Ich stelle zudem in Gesprächen mit Menschen im Rentenalter fest, dass sich mit zunehmendem Alter nicht nur die Lebenszeiterfahrung, sondern auch der Glaube verändert. Erwartet hätte ich, dass das Glaubenszeugnis stärker und fester wird – aber in meinem Umfeld scheint der Glaube immer mehr zu verdampfen. "Ach Ingo, was hat uns die Kirche nicht früher alles erzählt. Ich kann das heute gar nicht mehr alles glauben…" Gezweifelt wird da aber mitnichten nur an der kirchlichen Sexuallehre. Die Erschütterungen gehen über die biblischen Offenbarungen bis zum Dreieinigen Gott selber. Selbst wenn man noch den regelmäßigen Kirchgang am Sonntag pflegt, zweifelt und verzweifelt man an Gott und der Welt. Verdampft der Glaube im Alter? Nein, es gibt auch Gegenbeispiele in meinem direkten Umfeld, wo der Glaube offenbar noch wächst. Aber die Glaubenszweifler sind deutlich in der Überzahl. Es mag damit zusammenhängen, dass die eigenen Kinder oft jede kirchliche Bindung verloren haben und offenbar auch so ihr Leben meistern. Es mag mit den Skandalen der Kirche, ob Missbrauch oder Finanzen zusammenhängen. Oft ist es aber der ganz konkrete Ärger über das Versagen des himmlischen Bodenpersonals vor Ort, im heimischen Umfeld. Der Pfarrer, der angeblich die Mutter nicht beerdigen will; der Seelsorger, der sich im Rotary Club und Jagdverein tummeln soll, aber am Krankenbett nie zu sehen ist. Die Liste ließe sich beliebig verlängern…

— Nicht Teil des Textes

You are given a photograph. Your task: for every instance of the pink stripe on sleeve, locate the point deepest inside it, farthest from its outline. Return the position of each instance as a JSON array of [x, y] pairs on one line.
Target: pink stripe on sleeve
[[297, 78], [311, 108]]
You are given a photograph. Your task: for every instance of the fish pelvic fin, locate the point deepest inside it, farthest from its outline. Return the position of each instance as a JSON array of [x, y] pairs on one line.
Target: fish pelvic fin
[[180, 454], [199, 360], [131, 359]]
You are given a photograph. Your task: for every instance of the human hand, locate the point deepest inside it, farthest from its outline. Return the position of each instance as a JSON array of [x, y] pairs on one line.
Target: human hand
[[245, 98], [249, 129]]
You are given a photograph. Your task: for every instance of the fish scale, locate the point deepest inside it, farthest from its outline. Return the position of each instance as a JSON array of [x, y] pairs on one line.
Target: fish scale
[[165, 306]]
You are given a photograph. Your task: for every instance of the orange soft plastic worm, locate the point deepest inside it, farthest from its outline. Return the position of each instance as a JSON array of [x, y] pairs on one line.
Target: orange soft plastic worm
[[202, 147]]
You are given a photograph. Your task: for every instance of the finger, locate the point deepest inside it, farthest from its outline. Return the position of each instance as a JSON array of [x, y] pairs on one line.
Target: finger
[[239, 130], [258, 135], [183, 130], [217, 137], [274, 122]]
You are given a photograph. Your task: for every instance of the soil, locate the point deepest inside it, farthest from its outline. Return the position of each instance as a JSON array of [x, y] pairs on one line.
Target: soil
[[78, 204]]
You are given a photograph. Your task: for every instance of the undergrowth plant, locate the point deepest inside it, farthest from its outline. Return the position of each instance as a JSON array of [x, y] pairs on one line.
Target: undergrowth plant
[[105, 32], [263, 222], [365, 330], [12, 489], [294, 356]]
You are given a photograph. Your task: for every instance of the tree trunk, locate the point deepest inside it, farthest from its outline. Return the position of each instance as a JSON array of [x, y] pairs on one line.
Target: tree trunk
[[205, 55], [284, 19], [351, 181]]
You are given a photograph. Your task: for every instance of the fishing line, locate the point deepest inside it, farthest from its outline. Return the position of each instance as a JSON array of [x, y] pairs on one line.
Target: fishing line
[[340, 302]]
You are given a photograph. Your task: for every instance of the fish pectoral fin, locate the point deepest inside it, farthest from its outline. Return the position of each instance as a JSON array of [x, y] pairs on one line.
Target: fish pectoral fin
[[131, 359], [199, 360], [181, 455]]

Der Ärger mag berechtigt oder unberechtigt sein. Aber er hilft überhaupt nicht weiter, sondern kostet nur unsere Lebenszeit. Also auf! Das Schicksal selber in die Hand nehmen, jammern hat noch nie geholfen. Ob das eigene Leben gelingt, hängt doch nicht von den Unzulänglichkeiten des himmlischen Bodenpersonals ab! Meine 23-jährige Tochter hat mich in dieser Woche nach einem langen Tag, an dem irgendwie alles schief lief, angestrahlt: "Papa, hast Du die funkelnden Sterne da oben am Himmel überhaupt gesehen? Vergiss den ganzen Ärger – da oben ist einer, der es gut mit uns meint!" Ich wünsche Ihnen, ob alt oder jung, solche lebensfrohen Begleiter auf Ihrem Lebensweg durch die Zeit. Liebevolle Zeitgenossen, die helfen, dass sich der Glaube an das Leben und die Liebe nicht in Luft auflöst.  Klar, uns wird am Samstag eine Stunde "geklaut" – aber die Zeit, die in Gottes guten Händen liegt, schenkt er uns doch jeden Tag neu! Der da oben meint es wirklich verdammt gut mit uns!

Ihr
Ingo Brüggenjürgen
Chefredakteur

P.S.: Der biblische Weisheitsautor Kohelet weiß: "Alles hat seine Zeit unter der Sonne. Es gibt eine Zeit zum Schweigen und eine Zeit zum Reden". Ihr "guter Draht nach oben" verschweigt fast nichts und funkt für Sie jeden Tag neu himmlisch, frohe Botschaften...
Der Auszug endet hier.